Blind and low-vision (BLV) people often use sound to navigate, such as via echolocation or within various assistive technologies. Scientists at the University of Technology Sydney (UTS) and Aria Research, a company that makes bionic devices, decided to blend the two to develop a technique called “acoustic touch.” When used in combination with smart glasses, acoustic touch converts objects in front of the user into auditory icons.
Acoustic touch uses head movement—head position also being key in echolocation—to dictate what sound icons play to support the exploration of a surrounding environment. Howe Yuan Zhu, one of the paper’s authors, describes acoustic touch as a user interface based on sensory-motor coupling. In this case, sensory feedback is generated by the wearer’s head movement.
Imagine that there is a virtual cone extending out in front of one’s head, he says. Any object in the region of this cone will be represented with a unique audio signature. “The wearable glasses might still see more objects, but it will only relay to the user the objects within this narrower field of view.” Their paper was published in PLOS One last month. The research team also included two blind researchers.

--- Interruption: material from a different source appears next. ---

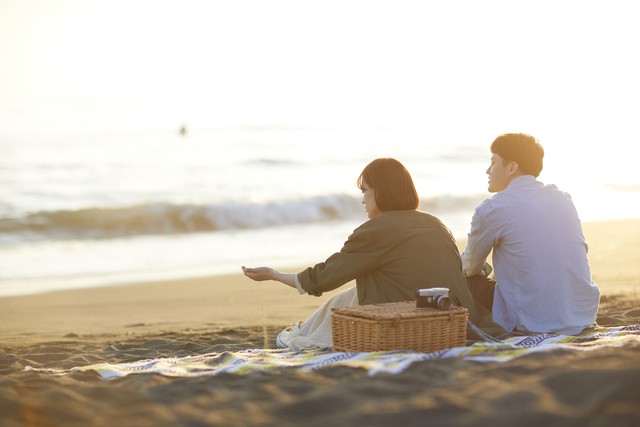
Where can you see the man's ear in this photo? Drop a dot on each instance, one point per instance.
(513, 169)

The researchers tested the interface with 14 participants—7 BLV individuals and 7 sighted people who were blindfolded—wearing acoustic touch-enabled smart glasses. They had to identify objects on a table before them. They found that the BLV participants performed well in recognizing and reaching for objects without adding to their mental exertion.
“We were focused on understanding, is this learnable?”

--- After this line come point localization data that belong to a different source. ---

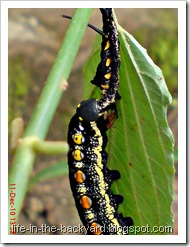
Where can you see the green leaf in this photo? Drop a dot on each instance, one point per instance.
(140, 143)
(58, 169)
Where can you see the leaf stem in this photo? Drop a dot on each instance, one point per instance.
(46, 107)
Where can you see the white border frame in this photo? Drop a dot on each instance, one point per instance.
(181, 237)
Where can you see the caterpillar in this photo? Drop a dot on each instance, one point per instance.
(90, 178)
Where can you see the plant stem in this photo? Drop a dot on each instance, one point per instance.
(46, 107)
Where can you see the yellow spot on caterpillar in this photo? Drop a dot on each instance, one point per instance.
(108, 61)
(79, 165)
(95, 228)
(85, 202)
(78, 138)
(107, 45)
(78, 156)
(90, 216)
(79, 176)
(108, 75)
(105, 86)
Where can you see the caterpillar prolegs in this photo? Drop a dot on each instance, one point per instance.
(90, 178)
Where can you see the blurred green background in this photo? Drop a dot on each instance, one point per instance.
(34, 39)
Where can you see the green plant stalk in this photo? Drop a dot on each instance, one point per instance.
(46, 107)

—Howe Yuan Zhu, University of Technology Sydney
Wearables traditionally relay information using computer vision along with computer-generated speech. With acoustic touch, however, even though the glasses can detect everything before the wearer, the “head-scanning” movement creates a “middle layer.” This allows the user to decide what they want to explore first, and choose that.
“One of the key questions we weren’t sure about is how intuitive head movement was,” Zhu says. “We know in vision, it plays a key role in how we observe a room…but [with] audio, we know it plays a role, but not how much.” Their observations suggested that the head-scanning movement wasn’t something that required a significant amount of added effort. “Even though it was a bit more physical effort, the participants were still able to pick it up, and still found it somewhat intuitive,” Zhu says.
For their research, they also built a benchmark platform that used computer vision and object-recognition algorithms to recognize 120-odd objects. However, in the tests, they used only four objects—to understand whether users preferred using the interface to play icons for all the objects, or if it was better for them to use head movement to selectively explore. “We were focused on understanding, is this learnable? Can someone build mental associations between a similar sound to the object? And then we compared that against speech,” Zhu says. “We don’t want to necessarily dismiss speech-based interfaces [either].” For example, for identifying a specific person, or to describe more complex objects, it might be simpler to use speech.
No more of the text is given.